When my mother passed in 2004, the children had an opportunity to select items from her estate one by one until it was done. I selected the candelabras as one of my first choices. I wanted that piece of heritage on my dining table. When I received my selections, the first thing I did was to polish these precious memories. You can’t imagine my shock when I took the pieces apart and discovered that my father had carved his initials into the center candle holders. [You see, my father died suddenly when I had just turned 20 in 1970. He left my mother with 9 children from 21 to 6. Our lives were turned upside down that fateful day. What an amazing woman she was… but that’s another story for another day.] So, much to my delightful surprise, what I thought was an inheritance from my mother became an inheritance from my father as well.

The “in” look today is simple, clean, and (frankly to my mind) sterile — absent of history, lacking character, and pretty much looking like everyone else’s pristine home. I wanted to be in, so when we moved, I put away the old-fashioned and tried to transition to the new. And yet, something inside came alive when I saw those tarnished candelabras on the top shelf of the linen closet.

I finished the restoration of these heirlooms and placed them where they belong… on my dining table. Imagine my delight when some of my granddaughters visited yesterday just as I was drying them and I was able to tell them my story and Mother and Dad’s.
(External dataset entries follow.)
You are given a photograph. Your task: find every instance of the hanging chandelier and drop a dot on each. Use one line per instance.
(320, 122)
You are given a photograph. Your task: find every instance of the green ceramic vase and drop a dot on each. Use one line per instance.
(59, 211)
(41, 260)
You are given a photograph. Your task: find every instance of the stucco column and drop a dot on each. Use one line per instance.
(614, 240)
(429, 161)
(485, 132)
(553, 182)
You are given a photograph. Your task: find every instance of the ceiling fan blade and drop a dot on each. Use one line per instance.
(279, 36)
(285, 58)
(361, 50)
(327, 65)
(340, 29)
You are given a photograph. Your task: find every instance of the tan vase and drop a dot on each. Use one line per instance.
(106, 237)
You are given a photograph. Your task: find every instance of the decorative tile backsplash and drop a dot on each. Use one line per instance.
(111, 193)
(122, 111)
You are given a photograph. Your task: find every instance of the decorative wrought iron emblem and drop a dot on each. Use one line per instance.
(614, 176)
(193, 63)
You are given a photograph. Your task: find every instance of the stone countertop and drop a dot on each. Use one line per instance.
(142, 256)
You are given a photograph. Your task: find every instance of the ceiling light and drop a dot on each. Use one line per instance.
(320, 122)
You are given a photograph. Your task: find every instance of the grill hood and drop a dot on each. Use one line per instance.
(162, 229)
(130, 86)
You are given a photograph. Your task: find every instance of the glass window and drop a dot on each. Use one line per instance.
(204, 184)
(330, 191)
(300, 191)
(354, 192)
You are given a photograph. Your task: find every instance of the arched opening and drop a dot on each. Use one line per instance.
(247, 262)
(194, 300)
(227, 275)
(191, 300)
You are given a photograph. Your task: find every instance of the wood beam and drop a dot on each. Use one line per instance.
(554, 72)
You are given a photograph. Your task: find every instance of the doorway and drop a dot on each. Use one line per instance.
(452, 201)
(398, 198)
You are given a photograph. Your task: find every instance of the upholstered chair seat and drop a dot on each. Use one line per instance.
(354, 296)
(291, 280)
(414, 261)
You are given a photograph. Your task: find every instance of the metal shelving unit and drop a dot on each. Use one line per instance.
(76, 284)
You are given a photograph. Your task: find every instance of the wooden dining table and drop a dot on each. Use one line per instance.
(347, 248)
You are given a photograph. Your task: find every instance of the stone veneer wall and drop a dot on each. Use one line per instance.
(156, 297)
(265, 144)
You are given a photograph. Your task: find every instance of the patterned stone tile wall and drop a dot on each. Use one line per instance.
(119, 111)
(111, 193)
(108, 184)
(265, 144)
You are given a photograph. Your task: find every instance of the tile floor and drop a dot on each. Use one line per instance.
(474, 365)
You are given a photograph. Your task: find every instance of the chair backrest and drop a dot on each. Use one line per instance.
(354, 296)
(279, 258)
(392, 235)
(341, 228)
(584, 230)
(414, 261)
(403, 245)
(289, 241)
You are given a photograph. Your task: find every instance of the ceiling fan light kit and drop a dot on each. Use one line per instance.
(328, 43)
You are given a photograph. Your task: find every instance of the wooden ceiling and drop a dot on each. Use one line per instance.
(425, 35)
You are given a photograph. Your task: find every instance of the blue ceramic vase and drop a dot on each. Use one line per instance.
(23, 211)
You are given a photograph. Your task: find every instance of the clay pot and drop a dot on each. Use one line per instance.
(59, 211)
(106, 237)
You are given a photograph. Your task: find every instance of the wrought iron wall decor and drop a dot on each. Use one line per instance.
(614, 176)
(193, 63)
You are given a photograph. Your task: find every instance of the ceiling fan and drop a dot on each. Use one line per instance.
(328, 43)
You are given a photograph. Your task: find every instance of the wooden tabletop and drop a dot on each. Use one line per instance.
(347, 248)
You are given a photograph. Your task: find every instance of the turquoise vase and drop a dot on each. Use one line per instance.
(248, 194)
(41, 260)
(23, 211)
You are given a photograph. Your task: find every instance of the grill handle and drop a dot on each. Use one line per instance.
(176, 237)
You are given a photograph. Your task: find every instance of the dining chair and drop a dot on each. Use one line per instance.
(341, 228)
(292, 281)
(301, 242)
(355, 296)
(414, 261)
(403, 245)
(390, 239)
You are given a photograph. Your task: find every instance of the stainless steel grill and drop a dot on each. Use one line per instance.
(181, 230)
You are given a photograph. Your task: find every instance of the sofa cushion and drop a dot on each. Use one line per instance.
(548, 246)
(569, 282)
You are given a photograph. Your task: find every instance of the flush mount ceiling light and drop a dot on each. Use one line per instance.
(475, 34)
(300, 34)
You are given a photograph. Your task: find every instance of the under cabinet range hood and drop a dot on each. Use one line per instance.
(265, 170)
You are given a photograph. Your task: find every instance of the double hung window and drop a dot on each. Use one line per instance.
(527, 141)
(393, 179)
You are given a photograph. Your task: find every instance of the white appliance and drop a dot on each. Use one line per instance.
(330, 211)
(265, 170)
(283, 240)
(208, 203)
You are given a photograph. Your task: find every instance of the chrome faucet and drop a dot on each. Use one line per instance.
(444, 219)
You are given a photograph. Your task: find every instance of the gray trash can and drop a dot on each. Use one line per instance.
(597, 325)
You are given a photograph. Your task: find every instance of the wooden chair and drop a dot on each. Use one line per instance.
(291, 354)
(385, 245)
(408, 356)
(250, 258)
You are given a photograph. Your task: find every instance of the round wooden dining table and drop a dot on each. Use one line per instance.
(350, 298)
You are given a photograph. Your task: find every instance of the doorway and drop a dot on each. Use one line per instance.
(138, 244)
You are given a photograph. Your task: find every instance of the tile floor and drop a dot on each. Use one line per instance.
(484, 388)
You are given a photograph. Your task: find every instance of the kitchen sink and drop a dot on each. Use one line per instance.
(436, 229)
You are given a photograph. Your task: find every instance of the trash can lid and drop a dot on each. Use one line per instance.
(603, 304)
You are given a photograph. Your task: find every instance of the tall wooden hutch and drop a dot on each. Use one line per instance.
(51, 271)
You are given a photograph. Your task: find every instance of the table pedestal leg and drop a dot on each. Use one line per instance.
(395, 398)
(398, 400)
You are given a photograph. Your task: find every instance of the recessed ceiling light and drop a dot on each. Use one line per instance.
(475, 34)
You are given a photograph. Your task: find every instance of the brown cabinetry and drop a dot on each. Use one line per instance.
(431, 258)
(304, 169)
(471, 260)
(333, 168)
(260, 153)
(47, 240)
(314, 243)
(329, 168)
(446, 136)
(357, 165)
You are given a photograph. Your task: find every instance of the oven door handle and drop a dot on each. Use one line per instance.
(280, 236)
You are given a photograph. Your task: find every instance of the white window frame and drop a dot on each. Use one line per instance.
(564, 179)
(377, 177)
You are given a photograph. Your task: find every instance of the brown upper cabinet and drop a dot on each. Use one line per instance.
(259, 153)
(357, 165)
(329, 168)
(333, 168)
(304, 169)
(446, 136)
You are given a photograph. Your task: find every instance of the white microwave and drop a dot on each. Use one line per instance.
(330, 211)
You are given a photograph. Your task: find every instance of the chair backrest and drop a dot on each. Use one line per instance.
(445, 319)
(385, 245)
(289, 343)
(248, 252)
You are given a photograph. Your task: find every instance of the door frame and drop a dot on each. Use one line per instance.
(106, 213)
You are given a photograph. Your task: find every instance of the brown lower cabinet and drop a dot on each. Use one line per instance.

How will my grandchildren remember me? How will they know what their great grandmother treasured, if I don’t tell them her story and mine?

Nana’s Nudge:  Uncover your hidden treasures and share your heritage. Nana’s Songs:   We Gather Together | We are Family | My Best Days are Ahead of Me | Come to the Table
Nana’s Prayer:  Good Father, help me to treasure all You have given me throughout the years. Restore what has been lost. Revive what is missing in my life. Help me to pass on what is important to those I love.